Washington – On Aug. 3, U.S. Senator Gillibrand (D-NY) put forth an amendment (#2444) aimed at increasing opportunities for women and people of color in the construction trades workforce.
She was joined by co-sponsors Senator Booker (D-NJ), Senator Duckworth (D-IL), Senator Durbin (D-IL), Senator Feinstein (D- CA), Senator Markey (D-MA), Senator Merkley (D-OR), Senator Padilla (D-CA), Senator Sanders (D-VT), and Senator Warren (D-MA).
In 2009, the Boston Carpenters Union co-convened the Policy Group on Tradeswomen’s Issues (PGTI) to focus on raising the number of women in the national construction workforce.
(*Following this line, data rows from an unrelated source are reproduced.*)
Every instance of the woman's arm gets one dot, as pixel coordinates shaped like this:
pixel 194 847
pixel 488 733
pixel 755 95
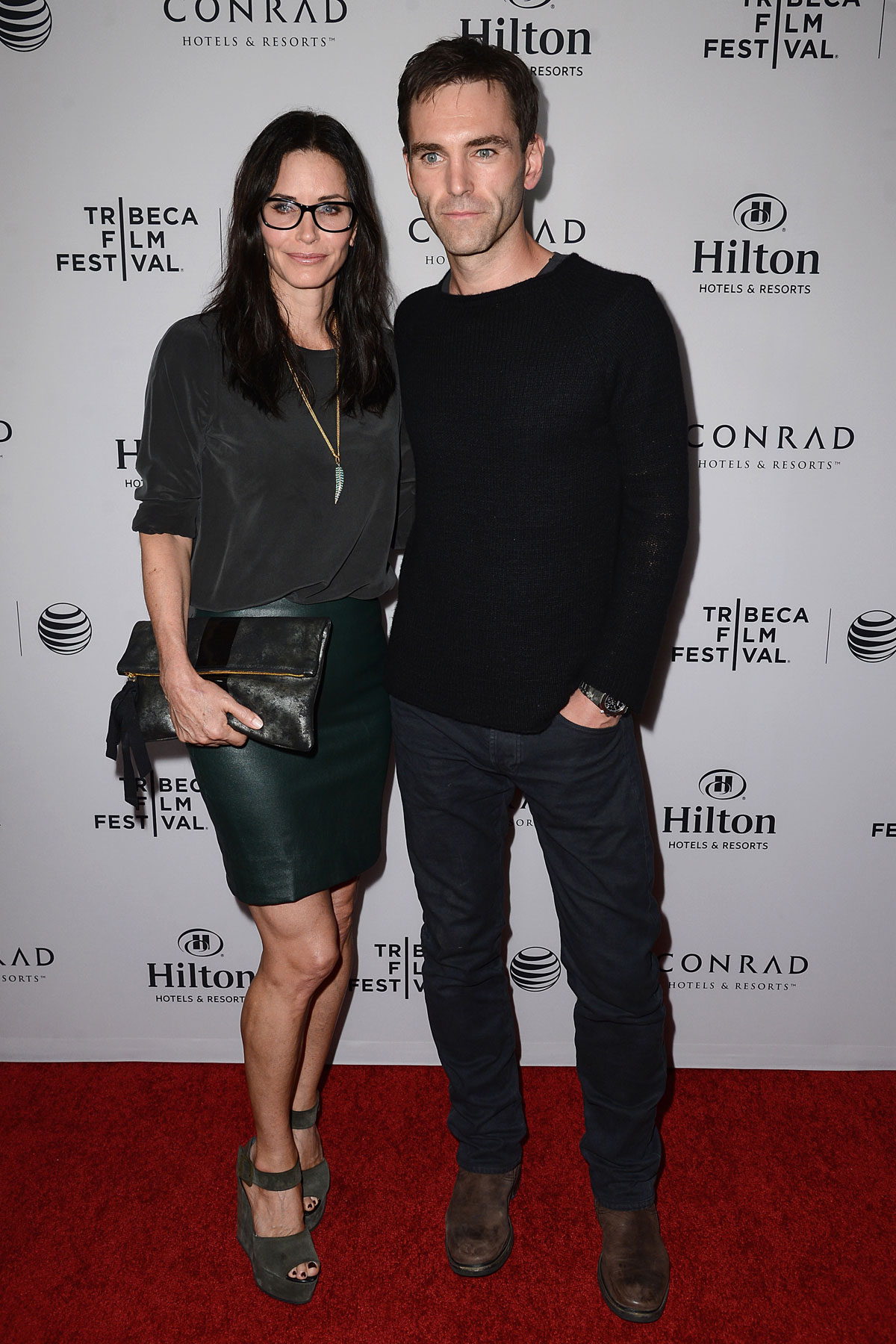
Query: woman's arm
pixel 199 709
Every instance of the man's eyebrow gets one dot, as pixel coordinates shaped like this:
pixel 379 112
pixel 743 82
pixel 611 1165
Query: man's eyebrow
pixel 422 147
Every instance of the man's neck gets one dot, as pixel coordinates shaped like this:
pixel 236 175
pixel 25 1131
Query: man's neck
pixel 508 262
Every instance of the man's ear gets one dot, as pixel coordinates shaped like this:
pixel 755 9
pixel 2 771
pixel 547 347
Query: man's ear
pixel 534 163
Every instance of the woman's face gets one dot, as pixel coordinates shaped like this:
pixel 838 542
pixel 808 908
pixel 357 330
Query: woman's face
pixel 307 257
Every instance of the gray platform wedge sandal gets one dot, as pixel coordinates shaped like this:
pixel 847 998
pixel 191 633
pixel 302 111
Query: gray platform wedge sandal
pixel 273 1257
pixel 314 1179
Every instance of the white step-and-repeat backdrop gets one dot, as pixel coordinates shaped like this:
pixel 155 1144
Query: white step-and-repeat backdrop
pixel 739 154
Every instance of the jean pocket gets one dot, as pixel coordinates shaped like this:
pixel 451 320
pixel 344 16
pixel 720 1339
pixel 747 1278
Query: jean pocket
pixel 606 730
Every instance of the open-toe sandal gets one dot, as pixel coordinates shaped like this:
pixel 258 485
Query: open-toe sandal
pixel 273 1257
pixel 314 1179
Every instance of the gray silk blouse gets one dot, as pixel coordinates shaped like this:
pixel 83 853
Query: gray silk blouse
pixel 255 492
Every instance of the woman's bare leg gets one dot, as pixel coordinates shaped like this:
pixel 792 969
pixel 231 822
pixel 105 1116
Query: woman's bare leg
pixel 321 1023
pixel 300 952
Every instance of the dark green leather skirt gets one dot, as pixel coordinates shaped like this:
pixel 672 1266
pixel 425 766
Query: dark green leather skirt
pixel 289 823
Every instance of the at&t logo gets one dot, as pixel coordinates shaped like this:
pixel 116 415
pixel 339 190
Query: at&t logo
pixel 756 213
pixel 527 40
pixel 535 969
pixel 761 213
pixel 65 628
pixel 872 636
pixel 190 976
pixel 25 25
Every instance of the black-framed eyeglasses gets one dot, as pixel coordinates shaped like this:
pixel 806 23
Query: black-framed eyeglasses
pixel 332 217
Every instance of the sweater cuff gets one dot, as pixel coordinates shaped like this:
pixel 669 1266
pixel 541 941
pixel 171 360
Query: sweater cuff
pixel 169 517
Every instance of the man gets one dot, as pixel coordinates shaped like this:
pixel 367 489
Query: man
pixel 543 396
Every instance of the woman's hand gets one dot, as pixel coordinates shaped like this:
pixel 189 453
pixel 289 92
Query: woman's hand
pixel 199 712
pixel 199 709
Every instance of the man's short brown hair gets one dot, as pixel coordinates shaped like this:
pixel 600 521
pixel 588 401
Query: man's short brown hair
pixel 469 60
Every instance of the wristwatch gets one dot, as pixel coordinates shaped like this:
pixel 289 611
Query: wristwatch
pixel 603 699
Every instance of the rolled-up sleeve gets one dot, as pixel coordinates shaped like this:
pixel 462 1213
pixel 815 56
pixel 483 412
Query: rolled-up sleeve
pixel 175 421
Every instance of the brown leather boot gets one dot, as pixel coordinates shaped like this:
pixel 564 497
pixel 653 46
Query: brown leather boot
pixel 633 1270
pixel 479 1234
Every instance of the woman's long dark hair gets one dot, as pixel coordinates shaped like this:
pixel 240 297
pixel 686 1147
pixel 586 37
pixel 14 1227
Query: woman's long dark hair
pixel 254 335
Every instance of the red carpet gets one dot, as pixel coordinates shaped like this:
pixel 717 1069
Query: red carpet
pixel 119 1225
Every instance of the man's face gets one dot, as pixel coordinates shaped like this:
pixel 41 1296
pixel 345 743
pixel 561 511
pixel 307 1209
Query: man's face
pixel 467 168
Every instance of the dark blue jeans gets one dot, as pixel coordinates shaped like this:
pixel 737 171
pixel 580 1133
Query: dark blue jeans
pixel 586 797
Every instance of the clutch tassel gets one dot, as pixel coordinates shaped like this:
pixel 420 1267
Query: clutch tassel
pixel 124 729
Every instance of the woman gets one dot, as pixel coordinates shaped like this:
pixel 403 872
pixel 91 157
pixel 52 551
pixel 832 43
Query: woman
pixel 270 465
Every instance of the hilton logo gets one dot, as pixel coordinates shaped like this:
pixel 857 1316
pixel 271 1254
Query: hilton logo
pixel 25 25
pixel 535 969
pixel 65 628
pixel 780 31
pixel 872 636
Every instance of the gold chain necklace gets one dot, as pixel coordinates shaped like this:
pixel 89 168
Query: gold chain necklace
pixel 340 473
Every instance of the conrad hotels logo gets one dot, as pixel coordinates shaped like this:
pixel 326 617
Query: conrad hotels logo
pixel 759 213
pixel 529 40
pixel 128 240
pixel 25 25
pixel 756 213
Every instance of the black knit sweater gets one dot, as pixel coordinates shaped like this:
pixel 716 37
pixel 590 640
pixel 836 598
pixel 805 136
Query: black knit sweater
pixel 550 435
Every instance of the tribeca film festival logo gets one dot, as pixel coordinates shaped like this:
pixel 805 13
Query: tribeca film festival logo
pixel 529 40
pixel 63 628
pixel 756 213
pixel 741 635
pixel 782 31
pixel 872 636
pixel 234 15
pixel 129 240
pixel 794 449
pixel 551 231
pixel 744 971
pixel 199 981
pixel 25 25
pixel 716 826
pixel 535 969
pixel 164 803
pixel 399 971
pixel 25 965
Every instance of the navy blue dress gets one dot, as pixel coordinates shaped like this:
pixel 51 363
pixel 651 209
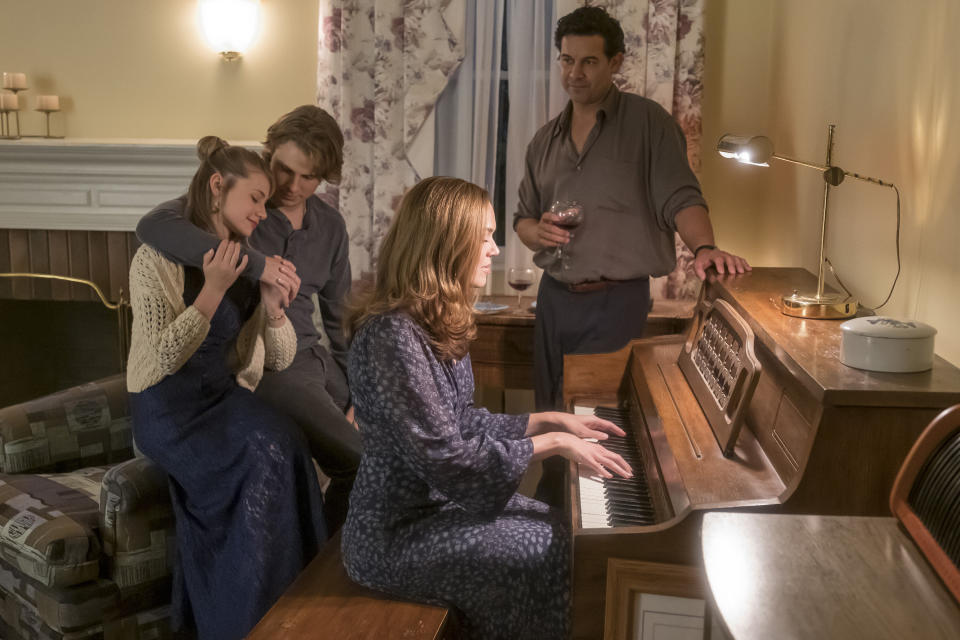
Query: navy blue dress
pixel 434 514
pixel 248 508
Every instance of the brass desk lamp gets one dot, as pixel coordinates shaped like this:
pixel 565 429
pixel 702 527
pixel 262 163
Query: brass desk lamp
pixel 758 150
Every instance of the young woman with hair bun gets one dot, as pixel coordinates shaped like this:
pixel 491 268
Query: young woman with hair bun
pixel 434 514
pixel 248 508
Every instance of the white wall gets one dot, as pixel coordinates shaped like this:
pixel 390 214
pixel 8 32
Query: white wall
pixel 885 73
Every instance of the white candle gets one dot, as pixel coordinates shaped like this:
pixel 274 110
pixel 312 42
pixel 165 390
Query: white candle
pixel 9 102
pixel 48 103
pixel 14 80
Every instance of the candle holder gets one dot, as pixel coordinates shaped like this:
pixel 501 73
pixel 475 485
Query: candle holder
pixel 15 83
pixel 6 106
pixel 47 105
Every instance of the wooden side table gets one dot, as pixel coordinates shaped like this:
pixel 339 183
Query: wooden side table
pixel 796 577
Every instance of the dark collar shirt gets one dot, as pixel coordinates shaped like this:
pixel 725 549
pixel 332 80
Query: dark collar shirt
pixel 319 250
pixel 631 178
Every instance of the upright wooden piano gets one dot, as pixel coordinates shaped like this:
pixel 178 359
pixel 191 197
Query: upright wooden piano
pixel 750 410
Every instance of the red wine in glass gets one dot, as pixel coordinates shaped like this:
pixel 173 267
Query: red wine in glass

The organization identified that the previous 30 years of recruiting and training women had failed, in part, because it was a supply-only strategy. With a goal of developing a strategy of “demand” instead, the PGTI developed best practices for contractors and end-users to meet workforce goals on public and private construction projects.
Since 2013, 38 projects worth $7.2 billion have used these best practices and have achieved 7.33% women’s hours, almost double the current national average. Over half of the women are women of color. Elizabeth Skidmore, business representative/organizer for North Atlantic States Regional Council of Carpenters, says, “At a conservative average of $65/hr. total package, that’s $80 million dollars that’s gone into women’s pockets, their families, and their communities. This would not have happened without two things: workforce hiring goals and effective enforcement of the goals.”
Additionally, vocational high schools are now 20% women in construction shops, and women make up 10% of union apprentices, one of the highest participation rate in the U.S. “We have a growing list of over 800 women who have the desire and meet basic requirements to enter the trades – they just need their first job. Workforce goals plus effective compliance open the door for that first job,” says Skidmore.
According to Skidmore, the infrastructure bill that passed the House on July 1 includes participation goals, but other measures are needed too. She says those include workforce goals for both women and people of color, with public data, and effective compliance measures; respectful workplaces, including harassment-prevention training; funding for supportive services like recruitment, pre-apprenticeship and childcare; and technical assistance for meeting goals to contractors, apprenticeships and developers.
Skidmore adds, “Tradeswomen aren’t a niche issue. Women make up 50% of the workforce. In Massachusetts, 75% of the people living in poverty live in female-headed households. When women can earn a sustainable wage, the ripple effects are enormous, to them, their families, and their neighborhoods.”